Know your limits: Hike at a comfortable pace and listen to your body. Take breaks as needed and be willing to turn back if you’re not feeling well or if the weather deteriorates.
Leave No Trace: Practice Leave No Trace principles by packing out all trash, staying on designated trails, and minimizing your impact on the environment.
Safety first: Inform someone about your hiking plans, including your planned route and expected return time. Carry a map, compass, and a fully charged phone or communication device like a satellite messenger.
Enjoy the hike: Take your time to appreciate the stunning views, capture photos, and experience the beauty of Handies Peak and the surrounding San Juan Mountains.

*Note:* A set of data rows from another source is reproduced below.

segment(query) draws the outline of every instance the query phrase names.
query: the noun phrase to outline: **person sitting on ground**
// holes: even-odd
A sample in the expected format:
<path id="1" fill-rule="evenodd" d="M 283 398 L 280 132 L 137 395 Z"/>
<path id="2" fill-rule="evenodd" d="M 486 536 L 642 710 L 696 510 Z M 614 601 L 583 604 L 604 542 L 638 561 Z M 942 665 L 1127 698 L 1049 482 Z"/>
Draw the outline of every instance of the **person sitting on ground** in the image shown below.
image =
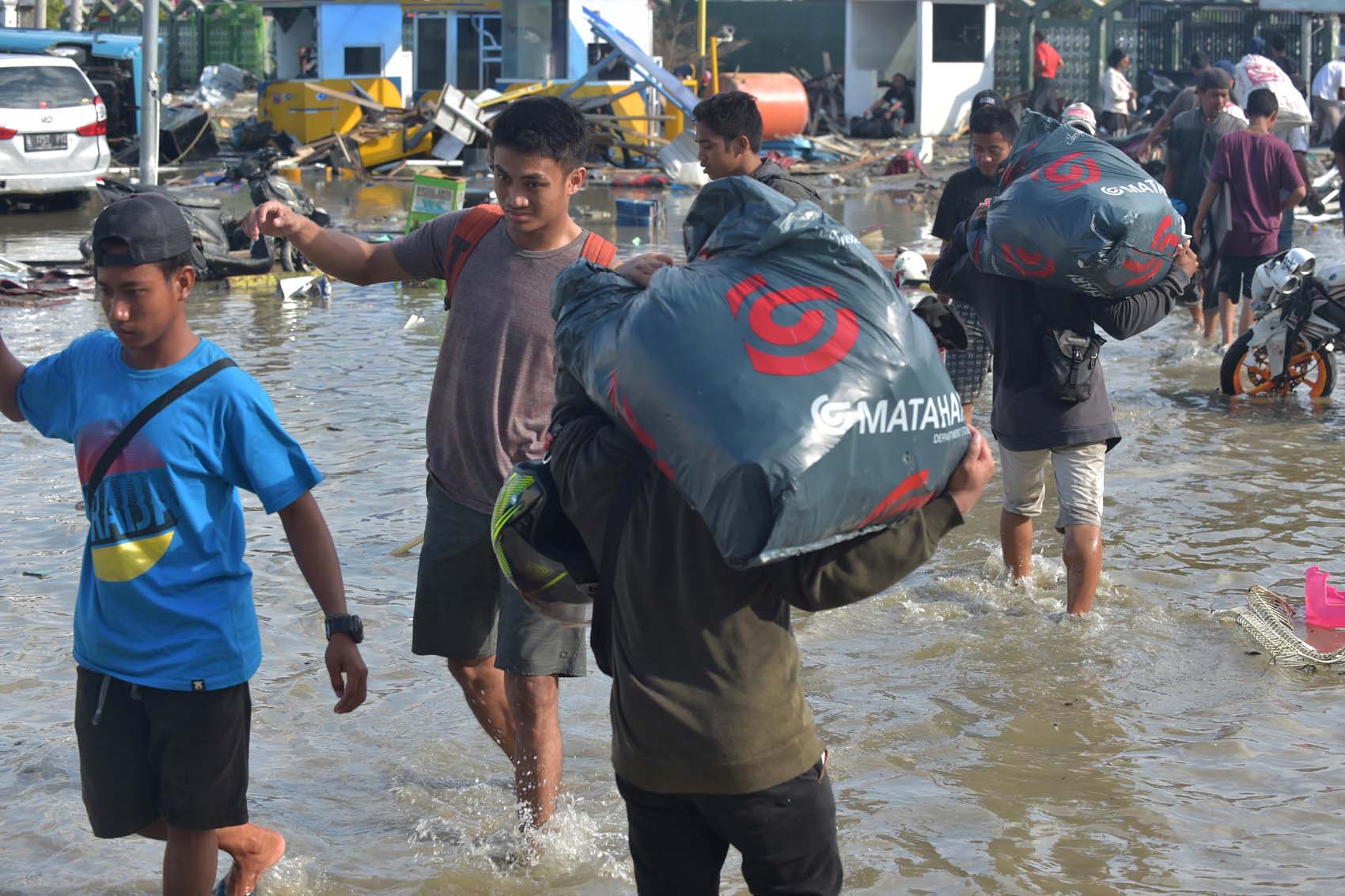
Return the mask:
<path id="1" fill-rule="evenodd" d="M 835 796 L 800 683 L 791 609 L 863 600 L 924 564 L 989 482 L 986 440 L 972 429 L 943 495 L 892 526 L 734 569 L 640 443 L 564 369 L 551 432 L 561 506 L 597 566 L 615 570 L 604 652 L 638 892 L 718 893 L 733 846 L 753 893 L 835 896 L 843 881 Z M 631 503 L 609 558 L 619 494 Z"/>
<path id="2" fill-rule="evenodd" d="M 710 180 L 741 175 L 790 199 L 820 202 L 822 196 L 812 187 L 761 157 L 761 112 L 752 94 L 741 90 L 717 93 L 698 102 L 691 117 L 701 167 Z"/>
<path id="3" fill-rule="evenodd" d="M 1313 78 L 1313 114 L 1317 117 L 1317 139 L 1330 144 L 1345 113 L 1345 44 L 1336 48 L 1332 59 Z"/>
<path id="4" fill-rule="evenodd" d="M 1200 102 L 1196 96 L 1196 90 L 1200 86 L 1200 73 L 1209 67 L 1209 57 L 1206 57 L 1200 50 L 1190 54 L 1190 74 L 1196 79 L 1192 85 L 1182 87 L 1181 91 L 1173 97 L 1173 101 L 1167 104 L 1167 109 L 1163 110 L 1163 116 L 1154 125 L 1154 129 L 1149 132 L 1145 141 L 1139 144 L 1139 152 L 1137 153 L 1141 161 L 1149 159 L 1153 152 L 1154 145 L 1167 136 L 1167 129 L 1171 128 L 1173 120 L 1177 116 L 1190 112 Z"/>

Remember that hiking a 14er is a challenging endeavor, so always prioritize safety and be prepared for varying conditions.
A: The alternative route to Handies Peak is the American Basin route. This route is shorter and steeper compared to the Grizzly Gulch/Silver Creek route, but it is still considered a Class 2 hike. The American Basin route offers stunning wildflower displays during the summer months and a picturesque alpine basin. Hikers should be prepared for some steep sections, loose rocks, and the need for occasional handholds for balance. However, no technical climbing or mountaineering skills are required for this route either.